Happy Flag Day. I was idly shambling around Forest Hills a few years ago when I spotted this 48-star flag on a garage. The 48 stars were current between 1912 and 1959, the ratifications of Arizona and Alaska.
The US had 47 states for a little over 1 month in 1912, between the ratifications of New Mexico and Arizona; I wonder if a 47-star flag was ever produced.
Will the USA ever have more states, or have we stopped at an even 50?
6/14/14
5 comments
Actually, for a short time, for about a year between Alaska’s and later Hawaii’s admission to the Union, there was a 49-star flag, 7 rows of 7 stars. I don’t believe there ever was a 47-star flag– how would they have been arranged? I can only figure, two rows of ten sandwiching three rows of nine (20 + 27 = 47) and I’ve never seen such a flag.

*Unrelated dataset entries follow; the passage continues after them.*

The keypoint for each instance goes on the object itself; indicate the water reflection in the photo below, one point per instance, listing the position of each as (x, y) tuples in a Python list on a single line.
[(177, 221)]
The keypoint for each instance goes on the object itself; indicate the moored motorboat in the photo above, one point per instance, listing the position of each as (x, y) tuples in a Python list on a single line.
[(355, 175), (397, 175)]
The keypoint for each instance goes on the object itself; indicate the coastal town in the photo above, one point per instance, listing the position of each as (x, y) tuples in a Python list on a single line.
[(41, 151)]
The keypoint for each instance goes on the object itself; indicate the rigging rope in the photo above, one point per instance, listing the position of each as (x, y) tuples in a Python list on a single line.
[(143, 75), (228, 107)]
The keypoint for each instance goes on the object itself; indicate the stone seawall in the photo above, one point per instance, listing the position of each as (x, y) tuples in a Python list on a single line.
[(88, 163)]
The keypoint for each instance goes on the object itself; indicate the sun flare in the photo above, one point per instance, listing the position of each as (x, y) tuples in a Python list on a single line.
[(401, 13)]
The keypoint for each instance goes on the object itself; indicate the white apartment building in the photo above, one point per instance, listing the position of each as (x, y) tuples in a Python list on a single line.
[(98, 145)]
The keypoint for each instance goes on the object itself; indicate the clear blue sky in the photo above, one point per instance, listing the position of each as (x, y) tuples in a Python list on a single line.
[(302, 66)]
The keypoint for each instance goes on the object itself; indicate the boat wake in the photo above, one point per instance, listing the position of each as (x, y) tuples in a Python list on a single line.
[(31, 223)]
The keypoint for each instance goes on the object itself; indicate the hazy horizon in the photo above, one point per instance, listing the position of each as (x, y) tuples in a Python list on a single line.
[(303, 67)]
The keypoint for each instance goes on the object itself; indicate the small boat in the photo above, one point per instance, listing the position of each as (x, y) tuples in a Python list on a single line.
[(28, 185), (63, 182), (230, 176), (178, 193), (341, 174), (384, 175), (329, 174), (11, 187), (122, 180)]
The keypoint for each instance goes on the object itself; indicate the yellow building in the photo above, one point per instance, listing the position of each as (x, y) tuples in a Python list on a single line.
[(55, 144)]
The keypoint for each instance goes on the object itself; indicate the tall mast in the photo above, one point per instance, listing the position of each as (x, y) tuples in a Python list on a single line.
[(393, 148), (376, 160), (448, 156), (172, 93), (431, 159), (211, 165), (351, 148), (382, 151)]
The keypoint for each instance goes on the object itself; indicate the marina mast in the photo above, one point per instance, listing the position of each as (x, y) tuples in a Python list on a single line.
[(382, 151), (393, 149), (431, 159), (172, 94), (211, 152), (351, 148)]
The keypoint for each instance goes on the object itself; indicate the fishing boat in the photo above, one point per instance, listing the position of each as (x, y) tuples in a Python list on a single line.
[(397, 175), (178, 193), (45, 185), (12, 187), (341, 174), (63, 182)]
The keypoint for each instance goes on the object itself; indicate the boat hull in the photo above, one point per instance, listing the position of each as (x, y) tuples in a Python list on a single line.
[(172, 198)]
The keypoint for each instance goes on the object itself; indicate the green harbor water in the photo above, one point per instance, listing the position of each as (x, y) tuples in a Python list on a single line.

Or for that matter, it could have been 9-10-9-10-9, but sorry, no deal on that one either.
According to Wikipedia, there was never a 47 star flag.
See http://en.wikipedia.org/wiki/American_flag
There was no 47-star flag because a flag with a new number of stars only becomes official on the July 4 following the admission of a new state, and there was no July 4 that fell during the brief period when the U.S. had 47 states.
Unless you can convince the people of Peurto Rico that having them become a state is good let alone the rest of the commonwealth of the US, there won’t be anymore stars on the US flag.